Special Plan: INFOGRAFIK: Tiga BUMN Terancam Didepak Bursa
INFOGRAFIK: Tiga BUMN Terancam Didepak Bursa Special Plan menjadi isu utama dalam rencana pemerintah untuk merevisi kriteria saham yang diperdagangkan di
INFOGRAFIK: Tiga BUMN Terancam Didepak Bursa
Special Plan menjadi isu utama dalam rencana pemerintah untuk merevisi kriteria saham yang diperdagangkan di Bursa Efek Indonesia (BEI). Dalam konteks ini, tiga Badan Usaha Milik Negara (BUMN)—yaitu PT Waskita Karya (Persero) Tbk (WSKT), PT Wijaya Karya (Persero) Tbk (WIKA), dan PT Indofarma Tbk (INAF)—terancam akan didepak dari pasar modal.

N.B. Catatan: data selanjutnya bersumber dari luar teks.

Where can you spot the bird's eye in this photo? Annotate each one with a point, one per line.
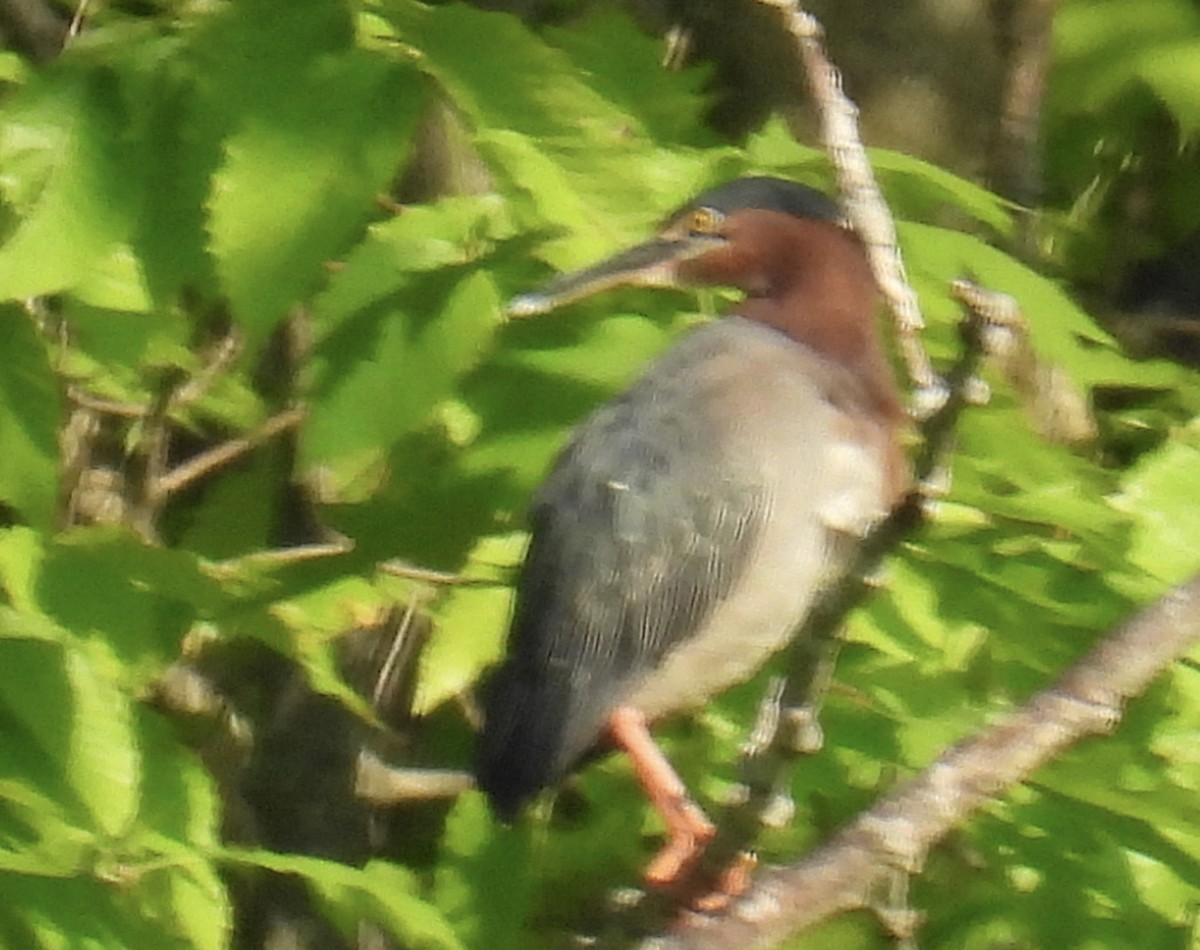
(706, 221)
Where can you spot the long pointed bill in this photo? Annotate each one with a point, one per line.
(651, 264)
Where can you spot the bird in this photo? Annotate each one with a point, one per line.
(684, 530)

Keputusan ini berasal dari evaluasi kembali aturan delisting yang ditetapkan BEI, dengan tujuan memastikan perusahaan yang masih bertahan memiliki kinerja yang stabil dan memenuhi standar keuangan.
Pengaruh Special Plan pada BUMN
Special Plan, yang merupakan strategi pengelolaan perusahaan-perusahaan yang tidak mengalami pertumbuhan sehat, memperketat kriteria kepatuhan finansial bagi emiten. BUMN-BUMN tersebut terdiri dari perusahaan di berbagai sektor, mulai dari konstruksi hingga farmasi, dengan catatan kinerja yang tidak membaik selama beberapa tahun terakhir. WSKT, WIKA, dan INAF masing-masing telah mengalami suspensi saham selama 38, 16, dan 24 bulan. Hal ini mencerminkan ketidakmampuan mereka untuk memenuhi syarat pengelolaan saham yang lebih ketat.
Kondisi Keuangan Ketiga BUMN
Dalam beberapa tahun terakhir, ketiga BUMN ini terus mengalami tekanan keuangan yang signifikan. PT Waskita Karya (WSKT) mencatatkan rugi bersih sebesar Rp9,7 triliun pada 2025, sementara WIKA mengalami kerugian Rp3,9 triliun dalam periode yang sama. INAF, sebagai perusahaan farmasi, menghadapi defisiensi modal mencapai Rp706,9 miliar. Kondisi ini membuat mereka rentan terhadap evaluasi delisting dalam kerangka Special Plan.
Delisting tidak hanya memengaruhi nilai saham perusahaan, tetapi juga mempercepat proses transformasi struktur kepemilikan. Bursa Efek Indonesia menilai bahwa perusahaan-perusahaan yang tidak memenuhi standar kinerja harus dipindahkan dari pasar modal untuk melindungi investor ritel dari risiko yang semakin tinggi. Dengan demikian, Special Plan bertujuan sebagai upaya pengendalian pasar serta peningkatan kualitas emiten.
Dalam proses delisting, BEI memberikan kesempatan kepada perusahaan untuk melakukan pembelian kembali saham (buyback) sebagai bagian dari kompensasi kepada investor. Langkah ini wajib diumumkan paling lambat satu bulan setelah keputusan delisting ditetapkan, dan pelaksanaannya harus selesai dalam waktu maksimal enam bulan setelah pengumuman. Hal ini menunjukkan bahwa Special Plan tidak hanya tentang penghapusan, tetapi juga mekanisme pengelolaan yang lebih transparan.
Delisting dari Bursa Efek Indonesia juga memicu perdebatan mengenai dampak sosial dan ekonomi. BUMN merupakan bagian penting dari perekonomian nasional, dan keputusan mereka didepak dapat mengurangi daya tarik pasar modal terhadap sektor publik. Namun, secara strategis, Special Plan diharapkan menjadi peluang untuk menumbuhkan perusahaan-perusahaan yang lebih kompetitif dan berkelanjutan.
Bursa Efek Indonesia menekankan bahwa Special Plan tidak akan dilakukan secara gegabah. Evaluasi dilakukan secara menyeluruh, termasuk kinerja keuangan, kemampuan manajemen, dan potensi pengembalian nilai investasi. Jika tiga BUMN ini gagal memenuhi kriteria tersebut, mereka akan menjadi contoh pertama dalam penerapan kebijakan delisting yang lebih ketat. Proses ini juga berdampak pada investor ritel yang kehilangan kepercayaan terhadap sektor BUMN.